Violência Doméstica, por Gabi Porfírio

No dia 7 abril o Porta dos Fundos lançou em seu canal no YouTube o vídeo “Problemas domésticos”. A descrição do vídeo é essa: “Não há nada melhor pra se fazer numa tarde de dia de semana do que assistir qualquer programa de baixaria em que a Karollyne revela um segredo para o marido Marlon, ou a Gleysiane xinga a filha Etienne porque ela tem um caso com padrasto Edmar, ou até mesmo descobrir que a Stephanny na verdade é Haroldo e se prostitui em troca de hambúrgueres. Tudo isso, claro, depois que algum vendedor te convencer a comprar aquele maravilhoso aparelho com nome difícil e que define os músculos do seu abdômen enquanto você dorme.
Com vocês, mais um vídeo original do Porta dos Fundos: ‘Problemas Domésticos’”.

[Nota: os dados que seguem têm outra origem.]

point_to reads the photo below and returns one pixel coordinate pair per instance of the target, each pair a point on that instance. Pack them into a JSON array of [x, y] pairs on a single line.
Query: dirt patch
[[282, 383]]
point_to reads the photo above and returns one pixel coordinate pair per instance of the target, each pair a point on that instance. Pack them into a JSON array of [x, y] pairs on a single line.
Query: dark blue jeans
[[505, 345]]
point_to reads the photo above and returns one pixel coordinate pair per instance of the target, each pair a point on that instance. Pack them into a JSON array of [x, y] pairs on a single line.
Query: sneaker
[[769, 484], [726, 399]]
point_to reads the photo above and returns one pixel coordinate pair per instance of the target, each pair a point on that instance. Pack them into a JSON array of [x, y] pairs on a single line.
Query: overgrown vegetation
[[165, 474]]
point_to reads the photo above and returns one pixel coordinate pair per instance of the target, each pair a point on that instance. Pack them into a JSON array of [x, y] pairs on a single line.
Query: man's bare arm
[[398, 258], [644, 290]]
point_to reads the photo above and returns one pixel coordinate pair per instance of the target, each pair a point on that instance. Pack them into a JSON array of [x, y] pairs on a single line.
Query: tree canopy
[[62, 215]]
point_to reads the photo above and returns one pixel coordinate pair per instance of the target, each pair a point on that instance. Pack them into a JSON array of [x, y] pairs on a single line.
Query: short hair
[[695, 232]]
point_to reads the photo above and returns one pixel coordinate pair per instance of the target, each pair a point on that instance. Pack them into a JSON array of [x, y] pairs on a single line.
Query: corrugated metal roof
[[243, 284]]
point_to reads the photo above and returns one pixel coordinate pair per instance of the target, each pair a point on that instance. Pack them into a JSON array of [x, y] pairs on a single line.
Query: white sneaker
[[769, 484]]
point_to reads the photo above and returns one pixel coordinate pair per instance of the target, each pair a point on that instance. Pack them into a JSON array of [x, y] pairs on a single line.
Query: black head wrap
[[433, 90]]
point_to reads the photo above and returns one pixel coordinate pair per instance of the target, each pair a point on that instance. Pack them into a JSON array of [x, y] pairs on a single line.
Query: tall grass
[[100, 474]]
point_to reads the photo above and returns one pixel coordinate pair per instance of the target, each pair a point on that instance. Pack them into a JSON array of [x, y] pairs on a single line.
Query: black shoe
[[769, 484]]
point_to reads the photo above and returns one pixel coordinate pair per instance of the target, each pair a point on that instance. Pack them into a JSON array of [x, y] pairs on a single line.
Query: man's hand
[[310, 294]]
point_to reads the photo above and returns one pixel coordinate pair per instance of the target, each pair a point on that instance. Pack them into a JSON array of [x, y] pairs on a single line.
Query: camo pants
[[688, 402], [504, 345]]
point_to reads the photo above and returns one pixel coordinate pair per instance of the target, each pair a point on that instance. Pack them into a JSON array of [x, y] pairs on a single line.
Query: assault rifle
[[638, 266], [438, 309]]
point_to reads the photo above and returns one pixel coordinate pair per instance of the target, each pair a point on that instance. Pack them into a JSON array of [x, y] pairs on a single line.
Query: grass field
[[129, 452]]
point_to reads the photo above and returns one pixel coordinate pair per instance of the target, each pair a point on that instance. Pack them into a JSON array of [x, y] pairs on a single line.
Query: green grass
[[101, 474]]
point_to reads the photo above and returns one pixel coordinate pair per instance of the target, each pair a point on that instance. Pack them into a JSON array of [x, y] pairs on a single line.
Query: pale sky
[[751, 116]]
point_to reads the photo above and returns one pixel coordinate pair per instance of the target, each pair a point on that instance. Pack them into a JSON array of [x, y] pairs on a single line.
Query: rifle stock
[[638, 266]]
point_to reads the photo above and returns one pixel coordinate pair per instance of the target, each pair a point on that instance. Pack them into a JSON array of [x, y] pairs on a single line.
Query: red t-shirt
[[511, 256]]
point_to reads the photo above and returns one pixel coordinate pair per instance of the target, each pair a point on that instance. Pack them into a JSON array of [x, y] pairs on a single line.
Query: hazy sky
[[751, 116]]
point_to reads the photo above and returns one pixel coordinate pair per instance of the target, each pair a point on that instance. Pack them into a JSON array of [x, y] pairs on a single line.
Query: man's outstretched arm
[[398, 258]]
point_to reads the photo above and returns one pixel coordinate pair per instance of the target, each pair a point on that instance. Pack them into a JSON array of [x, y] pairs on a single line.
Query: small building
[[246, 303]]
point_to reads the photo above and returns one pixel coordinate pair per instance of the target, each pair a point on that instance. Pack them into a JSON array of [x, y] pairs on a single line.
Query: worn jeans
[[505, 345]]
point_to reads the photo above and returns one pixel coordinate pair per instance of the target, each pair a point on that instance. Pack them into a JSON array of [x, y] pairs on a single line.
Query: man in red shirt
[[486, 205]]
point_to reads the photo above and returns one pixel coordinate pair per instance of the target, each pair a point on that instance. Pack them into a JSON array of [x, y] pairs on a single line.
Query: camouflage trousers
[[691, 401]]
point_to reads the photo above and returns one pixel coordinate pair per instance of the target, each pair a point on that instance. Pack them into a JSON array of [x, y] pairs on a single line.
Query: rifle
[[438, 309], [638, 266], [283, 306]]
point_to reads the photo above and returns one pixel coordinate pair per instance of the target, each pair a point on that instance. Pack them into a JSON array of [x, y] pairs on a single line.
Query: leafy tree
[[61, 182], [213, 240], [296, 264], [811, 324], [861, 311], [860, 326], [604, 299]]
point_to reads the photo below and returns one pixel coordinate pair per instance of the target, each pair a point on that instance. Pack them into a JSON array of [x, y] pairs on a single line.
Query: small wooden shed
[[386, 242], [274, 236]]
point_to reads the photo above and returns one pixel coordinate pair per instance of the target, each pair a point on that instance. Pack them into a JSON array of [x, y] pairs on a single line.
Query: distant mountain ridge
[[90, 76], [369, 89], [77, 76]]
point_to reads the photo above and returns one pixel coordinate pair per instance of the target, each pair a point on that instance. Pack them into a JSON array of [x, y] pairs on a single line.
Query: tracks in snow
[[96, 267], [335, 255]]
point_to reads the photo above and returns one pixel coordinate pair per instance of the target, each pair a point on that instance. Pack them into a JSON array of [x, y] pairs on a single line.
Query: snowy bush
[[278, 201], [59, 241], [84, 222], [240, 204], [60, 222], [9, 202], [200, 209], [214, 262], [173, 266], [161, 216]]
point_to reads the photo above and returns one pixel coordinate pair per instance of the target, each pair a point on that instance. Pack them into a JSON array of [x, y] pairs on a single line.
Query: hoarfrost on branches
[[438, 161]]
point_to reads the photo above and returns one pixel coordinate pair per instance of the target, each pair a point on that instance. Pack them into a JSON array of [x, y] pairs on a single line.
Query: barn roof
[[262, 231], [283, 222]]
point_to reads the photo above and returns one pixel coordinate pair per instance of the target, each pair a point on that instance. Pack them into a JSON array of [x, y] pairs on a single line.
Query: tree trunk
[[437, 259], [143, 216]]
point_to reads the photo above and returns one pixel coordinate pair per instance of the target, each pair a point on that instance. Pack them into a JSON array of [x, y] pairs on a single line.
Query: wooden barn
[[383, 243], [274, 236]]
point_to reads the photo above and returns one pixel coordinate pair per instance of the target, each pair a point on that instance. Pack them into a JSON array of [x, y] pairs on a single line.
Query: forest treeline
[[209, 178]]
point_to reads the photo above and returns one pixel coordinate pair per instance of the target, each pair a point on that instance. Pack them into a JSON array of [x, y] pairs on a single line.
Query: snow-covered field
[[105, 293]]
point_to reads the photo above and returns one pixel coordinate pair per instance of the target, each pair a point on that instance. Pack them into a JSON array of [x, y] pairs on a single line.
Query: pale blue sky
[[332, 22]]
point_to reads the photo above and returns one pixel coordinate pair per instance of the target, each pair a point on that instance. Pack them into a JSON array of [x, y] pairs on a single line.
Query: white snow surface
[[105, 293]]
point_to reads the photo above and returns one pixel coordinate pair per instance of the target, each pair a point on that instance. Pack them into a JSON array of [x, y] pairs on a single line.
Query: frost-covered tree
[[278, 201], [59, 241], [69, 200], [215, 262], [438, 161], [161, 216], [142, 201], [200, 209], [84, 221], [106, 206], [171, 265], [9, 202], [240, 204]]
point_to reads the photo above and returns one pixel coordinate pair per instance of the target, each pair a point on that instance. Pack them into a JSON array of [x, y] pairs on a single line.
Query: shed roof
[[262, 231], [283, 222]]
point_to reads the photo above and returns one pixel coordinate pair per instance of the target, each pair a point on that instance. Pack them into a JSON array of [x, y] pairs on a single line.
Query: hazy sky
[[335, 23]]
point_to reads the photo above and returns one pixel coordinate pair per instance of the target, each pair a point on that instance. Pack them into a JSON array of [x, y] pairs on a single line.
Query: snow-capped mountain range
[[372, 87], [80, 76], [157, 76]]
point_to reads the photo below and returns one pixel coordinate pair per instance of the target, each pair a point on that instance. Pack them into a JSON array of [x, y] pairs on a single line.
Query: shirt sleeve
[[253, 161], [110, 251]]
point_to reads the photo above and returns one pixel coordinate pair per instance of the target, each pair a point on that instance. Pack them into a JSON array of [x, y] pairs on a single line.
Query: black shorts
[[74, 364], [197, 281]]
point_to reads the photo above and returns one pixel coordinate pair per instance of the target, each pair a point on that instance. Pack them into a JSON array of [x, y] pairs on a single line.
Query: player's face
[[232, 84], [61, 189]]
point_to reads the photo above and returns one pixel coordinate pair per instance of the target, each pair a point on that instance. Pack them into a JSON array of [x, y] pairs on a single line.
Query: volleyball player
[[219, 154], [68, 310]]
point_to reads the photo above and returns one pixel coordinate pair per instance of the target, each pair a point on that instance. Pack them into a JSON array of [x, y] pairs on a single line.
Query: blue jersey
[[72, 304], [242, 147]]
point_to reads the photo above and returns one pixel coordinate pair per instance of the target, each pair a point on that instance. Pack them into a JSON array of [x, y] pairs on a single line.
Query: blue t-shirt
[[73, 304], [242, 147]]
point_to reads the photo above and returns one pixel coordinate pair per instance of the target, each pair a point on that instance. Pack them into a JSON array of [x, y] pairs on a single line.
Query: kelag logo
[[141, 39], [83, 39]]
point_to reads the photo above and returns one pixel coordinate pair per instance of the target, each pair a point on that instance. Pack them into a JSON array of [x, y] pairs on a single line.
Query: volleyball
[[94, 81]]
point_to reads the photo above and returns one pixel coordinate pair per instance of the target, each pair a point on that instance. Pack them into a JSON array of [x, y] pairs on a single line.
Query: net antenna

Confesso que já há algum tempo venho com o pé atrás com os humoristas do canal e suas piadas transfóbicas – como dizer que Stephanny é “na verdade” Haroldo, por exemplo. Mas confesso também que acho de uma acidez fina as críticas à Polícia Militar do Rio de Janeiro (e dos demais estados como um todo). Como brilhantemente lembrado por Djamila Ribeiro (http://blogueirasnegras.org/2014/03/28/o-verdadeiro-humor-e-aquele-que-da-um-soco-no-figado-de-quem-oprime/), Henfil definia “o verdadeiro humor (como) aquele que dá um soco no fígado de quem oprime”. Pois é. De quem OPRIME, Porta dos Fundos. E não de quem já é oprimido e leva o soco diariamente, literalmente.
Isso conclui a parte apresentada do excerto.